Telehealth and virtual care solutions are redefining care, and the healthcare industry is just scratching the surface of what’s possible with virtual nursing. By taking a strategic approach to implementation, health systems can build telenursing programs that support patient and clinician well-being and add a secondary line of defense to patient care.
My first thought is that virtual nursing, from an office cubicle, sounds like the worst of both [nursing] worlds rather than the best of nursing without the drudgery. The Health Tech Magazine article goes into greater detail about the information technology needed for various scenarios. Perhaps virtual nursing supervisors could follow certified nursing assistants, who do the legwork. Yet, I have a suspicion that at some point the remote nursing tasks will be off-shored to lower-cost countries far away.

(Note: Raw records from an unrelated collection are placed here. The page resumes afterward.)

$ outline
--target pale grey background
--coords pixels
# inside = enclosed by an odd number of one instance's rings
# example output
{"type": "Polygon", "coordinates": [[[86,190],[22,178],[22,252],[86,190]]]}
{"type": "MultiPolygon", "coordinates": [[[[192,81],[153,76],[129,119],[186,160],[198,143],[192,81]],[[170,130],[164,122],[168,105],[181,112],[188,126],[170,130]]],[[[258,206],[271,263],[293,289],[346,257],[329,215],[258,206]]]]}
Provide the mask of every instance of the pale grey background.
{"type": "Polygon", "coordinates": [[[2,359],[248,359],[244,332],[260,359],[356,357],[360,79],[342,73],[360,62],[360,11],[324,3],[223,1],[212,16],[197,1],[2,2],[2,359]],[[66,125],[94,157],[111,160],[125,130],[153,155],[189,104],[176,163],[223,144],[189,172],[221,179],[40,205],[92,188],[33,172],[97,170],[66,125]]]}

I see telemedicine as a means to increase physician or nurse’s productivity and capture more complete and reliable patient encounter data – not necessarily better care for any particular patient. House calls disappeared with no apparent adverse effects. I would argue that ending house calls was not about improving any particular patients care, but about freeing up the physician’s time spent going to patients’ residences. That permits the physician to see more patients, and that was a good thing in general.
But it seems to me that doctoring, and nursing too, still require a trained eye to evaluate a patient. Eliminating in-person visits is not the same as changing the location of the visits. Telemedicine, even via Zoom or similar technology, takes away from what the practitioner can observe directly. Such direct observations can prompt questions the practitioner might not ask about, sight unseen. And the patient might not volunteer information if unasked. Some conditions, perhaps serious conditions, may not be diagnosed until symptoms emerge. Those are my patient care reservations.
And now comes home visits by nurses as part of a medical insurance plan. I don’t know much about this except that I’m enrolled in a Medicare Advantage plan that offers nurse visits in the home. I get a call from the plan at least once a year offering this service. This is an obvious benefit to people who have difficulty getting to a physician’s office for medical reasons or even social reasons (e.g., transportation). Virtual office visits might also seem meet the needs of such patients although I would still have the same misgivings as above. Anyway, isn’t it interesting that another form of home visits is beginning to appear alongside the appearance of virtual visits via telemedicine?
I wonder how much of virtual nursing is inpatient observation from afar, how much is clinical office support for tasks that take floor nurses’ time or how much is virtual hand-holding for certified nursing assistants.